Identity
If lyrics voice a first-person perspective on the world, they also work to compose a self through dynamic interaction with that world. The question of lyric subjectivity has in fact long been at the heart of lyric studies. The Italian poet Francesco Petrarch describes how it is only by “crying out in paper and ink” (that is by writing poems) that he discovers who he is (“I am not what I am” he writes in artful, paradoxical agony) and the Jamaican poet Safiya Sinclair evokes an entire history of slavery and colonialism in her remaking of Shakespeare’s verse into lyrics of feminist postcolonial selfhood (CITE?). Calling the self from diffusion into clarity, lyrics demand recognition—the dignity of identity and identification—that the anthologies foregrounded here illustrate. |
3000 Years of Black Poetry
by Alan Lomax and Raoul Abdul, editors
Dodd, Mead & Co, 1970. Ethnomusicologist, folklorist, archivist, and political activist, best known for his extensive recordings of blues music, Alan Lomax teamed up with Raoul Abdul, classical singer and literary assistant-friend of Langston Hughes, to publish this important, controversial anthology. Including Black poets from Akhenton in ancient Egypt to Amiri Baraka, this volume sketched out the contours of the long, transnational history of Black poetry.

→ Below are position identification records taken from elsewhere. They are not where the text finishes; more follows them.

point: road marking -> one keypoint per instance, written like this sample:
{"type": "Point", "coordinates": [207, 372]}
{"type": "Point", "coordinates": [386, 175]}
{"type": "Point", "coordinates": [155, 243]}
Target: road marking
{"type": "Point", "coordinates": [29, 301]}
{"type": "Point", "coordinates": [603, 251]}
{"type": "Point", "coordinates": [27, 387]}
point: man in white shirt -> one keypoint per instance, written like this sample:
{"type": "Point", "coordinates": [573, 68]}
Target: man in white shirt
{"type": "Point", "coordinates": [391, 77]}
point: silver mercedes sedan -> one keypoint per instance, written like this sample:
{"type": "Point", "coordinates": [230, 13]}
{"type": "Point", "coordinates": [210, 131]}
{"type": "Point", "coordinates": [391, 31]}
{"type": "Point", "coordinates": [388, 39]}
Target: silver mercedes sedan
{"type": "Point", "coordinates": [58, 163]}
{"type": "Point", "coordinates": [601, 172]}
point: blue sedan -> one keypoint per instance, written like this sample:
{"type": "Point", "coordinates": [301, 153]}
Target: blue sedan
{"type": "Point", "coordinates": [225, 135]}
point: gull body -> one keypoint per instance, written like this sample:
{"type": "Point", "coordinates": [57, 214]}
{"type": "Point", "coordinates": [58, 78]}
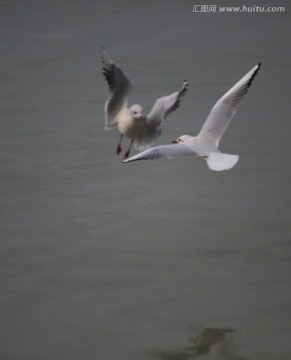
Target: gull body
{"type": "Point", "coordinates": [205, 144]}
{"type": "Point", "coordinates": [130, 121]}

While the Earth Sleeps We Travel
by Ahmed M. Badr, editor
Andrews Mcmeel Publishing, 2020. Between 2018 and early 2020, Ahmed M. Badr—an Iraqi-American poet and former refugee—traveled around the world, holding storytelling workshops with hundreds of displaced youth: those living in and outside of camps, as well as those adjusting to life after resettlement. This volume combines Badr’s own poetry with the narratives and poems of dozens of young refugees, amplifying the individual perspectives of people who are often treated as no more than statistics.
The Dream of the Poem
by Peter Cole, translator
An anthology of over four hundred poems by fifty-four poets writing in Hebrew from Andalusia, this is the most comprehensive gathering of medieval Hebrew poetry from Muslim and Christian Spain (ca. 950-1492) ever assembled in English by the award-winning translator (and Yale faculty member), Peter Cole. Not only does this volume chronicle an extraordinary body of Jewish verse, marked both by provocative sensuality and intense faith; it also embodies the multilingual histories of poems, particularly through the practice of translation.